Clinical Application Context
Screening/Triage Use Case (Classification)
Goal: Identify which infants need referral to specialist
# Binary decision
if model.predict_proba(patient_features)[0][1] > threshold:
action = "REFER to pediatric neurologist"
else:
action = "Continue routine monitoring"
Optimal Threshold Selection:
from sklearn.metrics import precision_recall_curve
# Find threshold for 90% sensitivity
precisions, recalls, thresholds = precision_recall_curve(y_true, y_prob)
optimal_threshold = thresholds[recalls >= 0.90][0]
# Apply threshold
y_pred = (y_prob >= optimal_threshold).astype(int)
Risk Stratification (Probability Scoring)

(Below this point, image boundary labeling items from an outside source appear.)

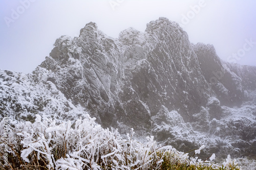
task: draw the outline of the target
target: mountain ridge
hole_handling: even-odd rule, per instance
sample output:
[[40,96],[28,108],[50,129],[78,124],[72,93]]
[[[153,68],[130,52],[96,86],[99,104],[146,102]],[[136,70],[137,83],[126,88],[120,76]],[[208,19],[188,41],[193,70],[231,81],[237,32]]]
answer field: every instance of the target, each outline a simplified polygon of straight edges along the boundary
[[[181,150],[197,147],[200,139],[214,143],[220,153],[216,140],[225,140],[217,129],[228,136],[223,128],[228,125],[242,132],[228,136],[241,139],[226,144],[233,154],[256,155],[249,151],[256,147],[256,67],[222,61],[212,45],[191,44],[178,24],[166,18],[151,21],[144,33],[129,28],[116,39],[91,22],[78,37],[57,39],[31,74],[0,71],[2,116],[8,113],[14,119],[29,120],[39,113],[61,122],[86,112],[102,127],[123,134],[133,128],[139,136],[153,134],[159,142]],[[250,107],[243,109],[245,103]],[[231,124],[226,119],[231,107],[252,119],[244,126],[236,125],[236,118]],[[174,118],[166,119],[170,115]],[[210,135],[218,139],[212,142]],[[247,150],[238,153],[238,148]]]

Goal: Prioritize limited resources to highest-risk infants
# Continuous risk scoring
patient_risks = model.predict_proba(patients_features)[:, 1]
# Prioritize by risk
high_risk_patients = patients[patient_risks > 0.3]
priority_list = high_risk_patients.sort_values('risk', ascending=False)
Key Differences Summary
| Aspect | Binary Classification | Probability Prediction |
|---|---|---|
| Target | has_cp (boolean) |
cp_probability_score (float) |
| Output | Class label (0/1) | Probability (0.0-1.0) |
| Loss Function | Binary cross-entropy | Mean squared error |
| Primary Metric | AUC-ROC, Sensitivity | MAE, Calibration |
| Clinical Use | Decision (refer/not) | Risk stratification |
| Recommended | ✅ Yes | ⚠️ Alternative |
Why Binary Classification is Primary
- Clinical Decision Making: Doctors need yes/no decisions for referral
- Standard Medical AI: Most diagnostic AI uses classification
- Interpretability: Clearer for non-technical stakeholders
- Evaluation: Standard medical AI metrics (sensitivity/specificity)

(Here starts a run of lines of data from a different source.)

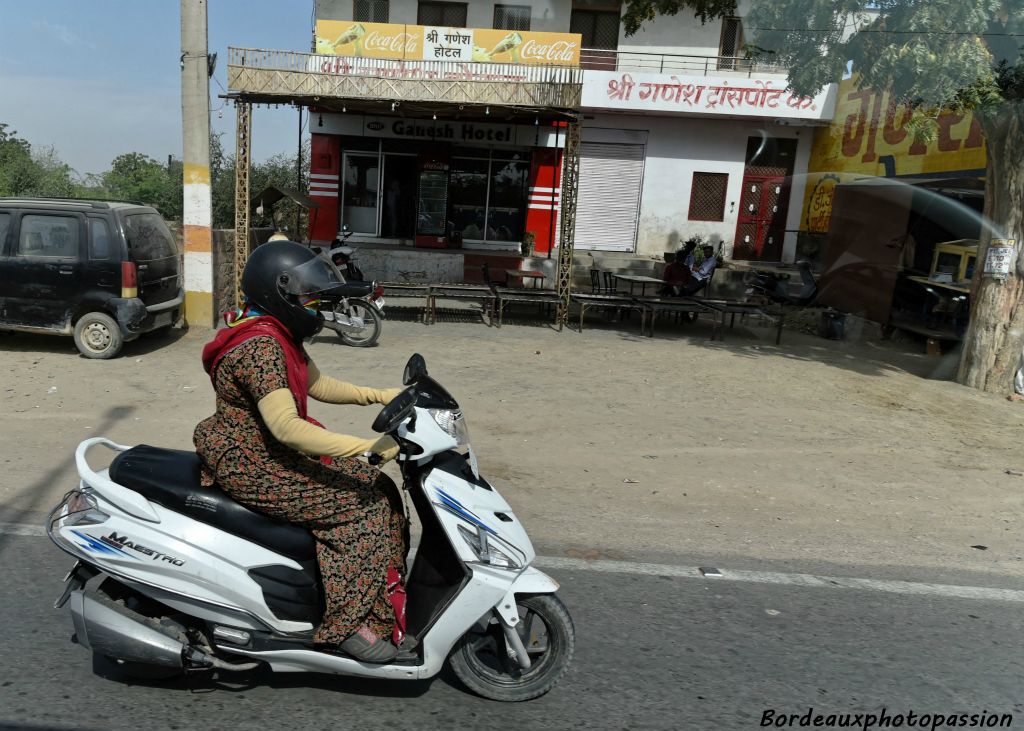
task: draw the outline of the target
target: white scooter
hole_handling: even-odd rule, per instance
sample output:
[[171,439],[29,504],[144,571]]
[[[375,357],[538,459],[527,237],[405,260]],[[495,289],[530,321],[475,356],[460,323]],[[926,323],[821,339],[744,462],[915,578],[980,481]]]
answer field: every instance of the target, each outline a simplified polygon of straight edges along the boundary
[[[548,692],[575,642],[558,584],[530,566],[525,530],[479,475],[459,404],[419,354],[403,382],[373,424],[401,446],[403,487],[422,526],[406,585],[409,637],[395,660],[372,664],[313,646],[323,589],[308,531],[200,486],[194,453],[102,437],[79,444],[81,482],[47,523],[78,559],[54,605],[70,604],[77,642],[151,678],[265,663],[417,680],[450,658],[487,698]],[[86,457],[97,444],[119,454],[94,471]]]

- Deployment: Simpler to implement in clinical workflows
However, models should output probability scores for:
- Confidence estimation
- Risk stratification
- Threshold tuning
- Calibration assessment
Recommended Workflow
# 1. Train binary classifier
from sklearn.ensemble import RandomForestClassifier
model = RandomForestClassifier(
n_estimators=100,
class_weight='balanced', # Handle imbalance
random_state=42
)
model.fit(X_train, y_train)
# 2. Predict both class AND probability
y_pred_class = model.predict(X_test) # Binary: 0 or 1
y_pred_prob = model.predict_proba(X_test)[:, 1] # Probability: 0.0-1.0
# 3. Evaluate classification performance
from sklearn.metrics import classification_report, roc_auc_score
print(classification_report(y_test, y_pred_class))
print(f"AUC-ROC: {roc_auc_score(y_test, y_pred_prob):.3f}")

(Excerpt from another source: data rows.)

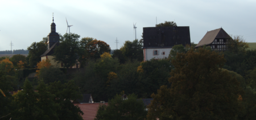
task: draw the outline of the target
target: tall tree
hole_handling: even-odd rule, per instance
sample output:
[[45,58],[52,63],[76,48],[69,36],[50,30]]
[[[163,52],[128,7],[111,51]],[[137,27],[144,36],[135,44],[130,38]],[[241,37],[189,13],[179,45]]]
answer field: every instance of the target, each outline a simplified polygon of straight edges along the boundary
[[14,67],[17,68],[18,63],[21,60],[23,63],[26,62],[26,56],[20,54],[15,55],[11,58],[11,61],[13,62]]
[[127,59],[137,60],[139,61],[143,60],[143,51],[142,44],[138,40],[133,42],[126,41],[123,46],[120,48],[122,53]]
[[100,58],[100,56],[104,52],[110,52],[111,51],[109,44],[96,39],[89,42],[86,45],[86,49],[88,57],[94,59]]
[[84,113],[71,102],[82,97],[78,86],[75,85],[74,81],[71,80],[65,84],[61,84],[60,81],[55,81],[49,84],[48,89],[51,94],[55,95],[55,98],[53,99],[54,102],[60,107],[60,109],[57,109],[56,111],[59,119],[82,120],[81,115],[84,114]]
[[53,102],[54,96],[47,92],[43,83],[39,84],[38,93],[27,79],[23,90],[13,96],[11,116],[15,119],[56,119],[58,105]]
[[233,39],[229,38],[228,44],[228,49],[231,52],[236,54],[238,53],[245,53],[246,48],[249,48],[249,45],[245,42],[242,36],[235,35]]
[[43,42],[34,42],[27,49],[30,51],[27,63],[31,68],[35,68],[36,63],[41,61],[40,56],[47,49],[47,45]]
[[11,85],[11,81],[6,75],[6,73],[0,70],[0,89],[5,96],[0,94],[0,118],[10,119],[12,109],[10,106],[11,95],[9,92],[13,90]]
[[148,119],[236,119],[243,90],[236,78],[220,69],[225,62],[223,55],[203,48],[177,53],[171,86],[152,94]]
[[65,34],[61,36],[60,45],[54,49],[53,60],[58,63],[63,63],[66,68],[74,65],[79,59],[80,35]]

# 4. Use probabilities for risk stratification
high_risk = X_test[y_pred_prob > 0.5]
medium_risk = X_test[(y_pred_prob > 0.2) & (y_pred_prob <= 0.5)]
low_risk = X_test[y_pred_prob <= 0.2]
Hugging Face Dataset Card YAML
Add this to the top of README.md:
---
license: cc-by-nc-4.0
task_categories:
- tabular-classification
- medical
task_ids:
- binary-classification
- medical-diagnosis
pretty_name: African Cerebral Palsy Synthetic Dataset
size_categories:
- 10K<n<100K
tags:
- cerebral-palsy
- medical
- healthcare
- africa
- synthetic-data
- pediatrics
- binary-classification
---
Summary
✅ Primary: Binary Classification (has_cp: True/False)
✅ Secondary: Probability scores available for risk assessment
✅ Clinical Goal: Screen/triage infants for specialist referral
✅ Model Output: Class prediction + confidence probability
✅ Evaluation: Sensitivity ≥90%, AUC-ROC ≥0.90
Answer to your question: This is a CLASSIFICATION task (binary), not regression/prediction.